Dans cet essai personnel, je décris un instantané de ma vie en Tunisie – façonnée par la gratitude, la proximité humaine et un soutien inattendu au quotidien. Le texte n’est pas un rapport sur les rencontres ou la sécurité mais une réflexion sur la connexion, la confiance et le sentiment d’être soutenu malgré la distance.
Le filet invisible
Je ne me suis jamais senti aussi connecté, même si je suis si loin.
Steven, Nadia, Janina, Dave, Maia – vous ne me manquez pas dans un sens triste parce que vous êtes déjà là. Votre joie quand j’apparais sur vos téléphones me donne de la force pour la journée. Vous vivez dans ma poitrine comme des poumons supplémentaires.
Ma famille suisse – nous nous sommes rapprochés au moment même où j’ai choisi la distance. Je vous aime tous. S’il vous plaît : plus de crises immobilières.
Riadh, livré à ma porte
Sans lui, je n’aurais pas survécu à cette semaine. Il est la divinité choisie de Luna et mon compagnon silencieux et fiable. Il écoute, porte, traduit la culture et offre une compagnie sans commentaires.
Niveau bonus : sa mère. Se promener dans le souk de Sousse avec maman ; se faire couper les cheveux dans un salon qui ressemble à une laverie des années 80 ; réaliser que la famille est parfois juste empruntée – et que c’est beau.
Ramailo : Guérison profonde via Tinder
Un match aléatoire, un esprit frère. Ici, dans ma nuit la plus sombre, avec les yeux gonflés et sans sommeil, j’ai tendu une main virtuelle – il l’a prise. Nos conversations me nourrissent tellement que je me sens plein pendant des jours. S’il ne frappe pas à nouveau, je le ferai.
Jawhar : L’ange agaçant du « Juste dis non »
Il me pousse à bout – avec la vérité. Non fait gagner du temps. Mais si je disais toujours non, je manquerais d’être charmée par de doux mots au souk et d’être poliment « kidnappée » trois ruelles plus loin dans une boutique de céramiques. Le « Jein » suisse (signifiant : oui, non, peut-être) est dans mon ADN. Parfois, l’indécision est la sonnette d’une aventure.
Mantra (Partie 2) : La vie est actuellement du heavy metal – trop fort pour être sûre, trop bonne pour être ennuyeuse.
Liste de remerciements (pour mon futur moi)
- Steven, Nadia, Janina, Dave, Maia (Suisse) : Vous ne me laissez pas me sentir loin. Vous êtes des batteries externes que je ne peux pas surchauffer.
- Ma famille suisse merveilleusement chaotique : Je vous aime. Votre soutien est comme un oreiller doux. (Et plus de transactions immobilières. Promis.)

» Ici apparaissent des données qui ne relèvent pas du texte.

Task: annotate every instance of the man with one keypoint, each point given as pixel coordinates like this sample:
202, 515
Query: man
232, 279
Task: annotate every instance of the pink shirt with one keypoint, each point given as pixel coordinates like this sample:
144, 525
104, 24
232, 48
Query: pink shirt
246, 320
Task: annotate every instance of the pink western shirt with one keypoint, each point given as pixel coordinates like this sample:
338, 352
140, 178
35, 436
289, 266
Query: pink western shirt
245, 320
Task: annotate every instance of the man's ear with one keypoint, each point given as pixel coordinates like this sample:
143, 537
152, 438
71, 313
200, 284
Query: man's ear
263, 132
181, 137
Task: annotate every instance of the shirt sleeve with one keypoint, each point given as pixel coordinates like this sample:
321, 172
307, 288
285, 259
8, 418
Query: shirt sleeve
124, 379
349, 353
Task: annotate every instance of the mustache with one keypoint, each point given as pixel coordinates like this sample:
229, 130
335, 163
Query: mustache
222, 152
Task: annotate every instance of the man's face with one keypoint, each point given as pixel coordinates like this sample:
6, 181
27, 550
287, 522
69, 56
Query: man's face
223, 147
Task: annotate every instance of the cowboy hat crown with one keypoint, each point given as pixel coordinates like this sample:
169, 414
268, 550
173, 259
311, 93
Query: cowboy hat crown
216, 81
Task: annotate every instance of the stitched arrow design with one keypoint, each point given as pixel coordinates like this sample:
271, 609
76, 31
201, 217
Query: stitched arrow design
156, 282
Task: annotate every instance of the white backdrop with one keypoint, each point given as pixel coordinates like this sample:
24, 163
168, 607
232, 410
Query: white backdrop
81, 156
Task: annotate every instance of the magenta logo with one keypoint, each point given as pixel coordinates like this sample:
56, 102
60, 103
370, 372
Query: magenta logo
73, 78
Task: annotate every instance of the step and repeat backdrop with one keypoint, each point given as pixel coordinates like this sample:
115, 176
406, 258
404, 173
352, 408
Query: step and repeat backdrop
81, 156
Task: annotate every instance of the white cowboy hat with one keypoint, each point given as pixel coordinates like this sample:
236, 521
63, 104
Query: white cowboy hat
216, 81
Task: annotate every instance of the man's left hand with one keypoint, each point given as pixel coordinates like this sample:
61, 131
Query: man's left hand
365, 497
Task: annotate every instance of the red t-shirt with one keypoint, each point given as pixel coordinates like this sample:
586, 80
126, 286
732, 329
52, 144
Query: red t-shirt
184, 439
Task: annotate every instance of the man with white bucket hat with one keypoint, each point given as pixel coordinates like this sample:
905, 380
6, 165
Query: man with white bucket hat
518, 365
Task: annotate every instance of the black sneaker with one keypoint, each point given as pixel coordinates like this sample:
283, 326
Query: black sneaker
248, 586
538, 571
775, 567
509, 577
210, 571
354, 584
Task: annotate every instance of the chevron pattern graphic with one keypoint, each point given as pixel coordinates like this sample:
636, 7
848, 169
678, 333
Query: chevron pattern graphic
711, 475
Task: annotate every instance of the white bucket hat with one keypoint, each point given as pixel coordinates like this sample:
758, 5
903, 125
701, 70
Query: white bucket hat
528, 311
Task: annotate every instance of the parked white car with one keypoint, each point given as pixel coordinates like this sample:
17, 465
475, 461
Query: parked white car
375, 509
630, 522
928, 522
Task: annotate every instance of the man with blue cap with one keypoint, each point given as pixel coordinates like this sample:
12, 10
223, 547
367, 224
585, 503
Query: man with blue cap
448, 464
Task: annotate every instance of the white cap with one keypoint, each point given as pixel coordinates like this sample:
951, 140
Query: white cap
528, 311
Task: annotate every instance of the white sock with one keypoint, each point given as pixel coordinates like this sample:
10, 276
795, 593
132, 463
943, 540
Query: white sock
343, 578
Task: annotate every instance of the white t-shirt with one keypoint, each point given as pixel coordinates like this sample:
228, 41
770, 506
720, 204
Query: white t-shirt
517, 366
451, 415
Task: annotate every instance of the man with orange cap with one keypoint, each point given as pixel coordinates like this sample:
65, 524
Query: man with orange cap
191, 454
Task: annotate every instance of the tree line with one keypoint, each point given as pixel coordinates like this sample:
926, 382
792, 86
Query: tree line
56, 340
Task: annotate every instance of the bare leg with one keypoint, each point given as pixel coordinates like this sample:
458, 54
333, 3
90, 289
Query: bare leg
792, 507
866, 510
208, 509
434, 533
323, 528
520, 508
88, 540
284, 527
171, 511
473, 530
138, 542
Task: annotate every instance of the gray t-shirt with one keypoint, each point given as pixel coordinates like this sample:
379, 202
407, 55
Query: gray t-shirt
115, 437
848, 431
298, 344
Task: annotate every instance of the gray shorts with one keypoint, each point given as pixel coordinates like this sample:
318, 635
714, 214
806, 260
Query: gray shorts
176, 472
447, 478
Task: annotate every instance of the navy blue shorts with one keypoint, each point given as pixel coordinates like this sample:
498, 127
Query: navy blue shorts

- Riadh : Dogsitter, ami, guide, personne patiente. Luna t’adore ; je ne suis pas loin derrière. Merci pour les conseils d’initiés, les courses que tu as discrètement prises en charge, et pour le silence qui ressemblait à une sécurité.
- Ramailo : Pour le baume de minuit et les conversations qui nourrissent au lieu de faire défiler.
Ce qui reste
- Ma brosse à dents.
- Ma clarté.
- Mon « Non. » (Léger, se glisse dans n’importe quelle poche.)
Ce qui part
- Le canapé imaginaire.
- Le mythe selon lequel une poignée de main est un contrat.
- L’idée que « chez soi » ce sont des clés. Chez soi est un sentiment.
P.S. Je vais bien. Je suis fatiguée. Je suis fière. La Tunisie est ma salle de classe chaotique et ma punchline préférée.
À venir (Aperçu de la semaine 3) :
Aventures capillaires (Botox/Kératine/Glossing décodés), la quête des fauteuils de bureau, et Route des Terrorists, euh, Tourorrists—Mode Difficile.
- Le texte est un instantané personnel de ma vie en Tunisie.
- Il met l’accent sur la gratitude, la connexion et le soutien humain.
- Les situations mentionnées sont volontairement exagérées et ne doivent pas être prises au pied de la lettre.
- Ce post n’est pas un rapport sur la sécurité, les rencontres ou la thérapie.
- Cela décrit l’arrivée émotionnelle dans un nouvel environnement.